As in the above-mentioned keyboard remote controller, the first direction is vertical, and the second direction is horizontal.

As in the keyboard remote control mentioned above, the first operation area and the second operation area are formed by laser engraving.

As in the above-mentioned keyboard remote controller, wherein the first light source and the second light source are light emitting diodes.

Such as the above-mentioned keyboard remote control, wherein the first light incident surface and the second light incident surface respectively have a plurality of first optical microstructures, the first optical microstructures are used to improve the uniformity of incident light, and the first optical microstructures are Jagged.

As in the above-mentioned keyboard remote control, wherein the first reflective surface and the second reflective surface respectively have a plurality of second optical microstructures, the second optical microstructures are used to limit the direction of light reflection to the light-emitting surface, and the second optical microstructures It is triangular.

As in the above-mentioned keyboard remote control, wherein the first shield and the second shield are opaque ink or opaque paint.

As in the keyboard-type remote control described above, the first shield and the second shield are arranged alternately and do not overlap each other on the vertical line.

As in the above-mentioned keyboard remote controller, the object to be remote controlled is an Internet TV.
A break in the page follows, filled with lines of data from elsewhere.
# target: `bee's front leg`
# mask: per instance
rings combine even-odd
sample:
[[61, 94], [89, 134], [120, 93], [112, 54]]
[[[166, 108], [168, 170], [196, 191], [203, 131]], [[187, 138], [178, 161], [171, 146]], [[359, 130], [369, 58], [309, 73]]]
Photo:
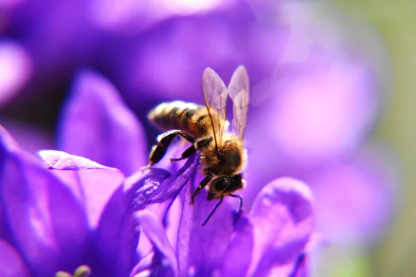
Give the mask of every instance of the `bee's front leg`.
[[193, 205], [193, 199], [195, 197], [198, 195], [199, 192], [201, 191], [201, 190], [204, 188], [212, 179], [212, 174], [211, 174], [211, 172], [207, 169], [204, 170], [204, 172], [207, 175], [207, 177], [204, 178], [202, 181], [201, 181], [196, 190], [195, 190], [195, 192], [192, 194], [192, 196], [191, 197], [191, 205]]
[[162, 134], [157, 137], [157, 144], [152, 148], [149, 156], [150, 163], [148, 166], [158, 163], [166, 154], [168, 148], [177, 136], [180, 136], [190, 143], [193, 143], [195, 138], [180, 130], [172, 130]]
[[189, 147], [185, 151], [184, 151], [180, 158], [171, 159], [171, 161], [182, 161], [184, 159], [188, 158], [191, 154], [195, 153], [196, 150], [201, 149], [204, 146], [207, 146], [208, 144], [209, 144], [209, 143], [211, 142], [213, 139], [214, 138], [212, 138], [212, 136], [209, 136], [197, 141], [192, 146]]

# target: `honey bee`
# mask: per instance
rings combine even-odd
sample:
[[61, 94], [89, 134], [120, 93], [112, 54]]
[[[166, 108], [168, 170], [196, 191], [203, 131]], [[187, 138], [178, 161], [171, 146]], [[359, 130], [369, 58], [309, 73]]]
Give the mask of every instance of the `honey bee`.
[[[245, 181], [242, 172], [247, 163], [247, 152], [243, 139], [248, 109], [249, 80], [245, 68], [240, 66], [231, 78], [228, 89], [220, 76], [207, 68], [202, 74], [202, 91], [205, 105], [182, 101], [164, 102], [148, 114], [150, 123], [162, 131], [167, 131], [157, 137], [157, 143], [150, 152], [148, 166], [157, 163], [164, 156], [173, 140], [180, 136], [192, 145], [180, 158], [188, 158], [196, 151], [201, 153], [200, 161], [205, 177], [192, 194], [191, 204], [198, 193], [209, 186], [208, 200], [220, 199], [215, 208], [202, 224], [206, 224], [225, 196], [240, 199], [233, 193], [244, 188]], [[225, 118], [227, 96], [233, 102], [232, 132], [225, 132], [229, 123]]]

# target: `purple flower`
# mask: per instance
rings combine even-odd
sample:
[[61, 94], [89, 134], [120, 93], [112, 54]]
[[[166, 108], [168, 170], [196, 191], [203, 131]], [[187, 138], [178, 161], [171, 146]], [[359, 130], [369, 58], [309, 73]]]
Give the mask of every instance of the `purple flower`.
[[[141, 171], [134, 156], [144, 154], [135, 142], [146, 140], [114, 87], [83, 71], [70, 99], [59, 136], [70, 154], [40, 151], [42, 162], [1, 129], [0, 272], [295, 276], [305, 270], [300, 261], [314, 229], [306, 184], [275, 180], [247, 213], [236, 214], [226, 199], [202, 227], [216, 203], [204, 191], [189, 204], [198, 155], [178, 170], [171, 166], [167, 179], [162, 169]], [[119, 138], [121, 132], [127, 138]]]

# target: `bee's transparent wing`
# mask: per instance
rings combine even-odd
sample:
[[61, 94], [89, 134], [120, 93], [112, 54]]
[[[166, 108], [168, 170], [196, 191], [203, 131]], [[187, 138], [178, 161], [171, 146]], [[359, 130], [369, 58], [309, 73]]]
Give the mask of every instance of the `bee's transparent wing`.
[[225, 125], [227, 87], [220, 76], [209, 67], [205, 69], [202, 74], [202, 91], [218, 149], [218, 146], [222, 144]]
[[240, 66], [231, 78], [228, 85], [228, 95], [234, 103], [232, 129], [241, 138], [244, 136], [247, 121], [249, 86], [247, 71], [244, 66]]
As in the above-mentioned keyboard remote controller, wherein the controller is electrically connected to the timer, and when the controller sends the first control signal to the first light source or the second control signal to the second light source, the timer is synchronously triggered to calculate the first The time that the light source or secondary light source emits light.

To sum up, the keyboard remote controller of the present invention can use the panel, the first light-emitting board, the second light-emitting board, and the control module to provide two different types of operation areas for the user to use, and can be used by rotating the keyboard remote control Make it face different directions to switch different operation areas. The keyboard remote control can also control the lighting time of the first light source and the second light source through the controller and the timer, so it can reduce the time of the first light source and the second light source. It consumes less power, and the remote control signal can be converted into a more stable and power-saving infrared remote control signal through the infrared transmitter kit.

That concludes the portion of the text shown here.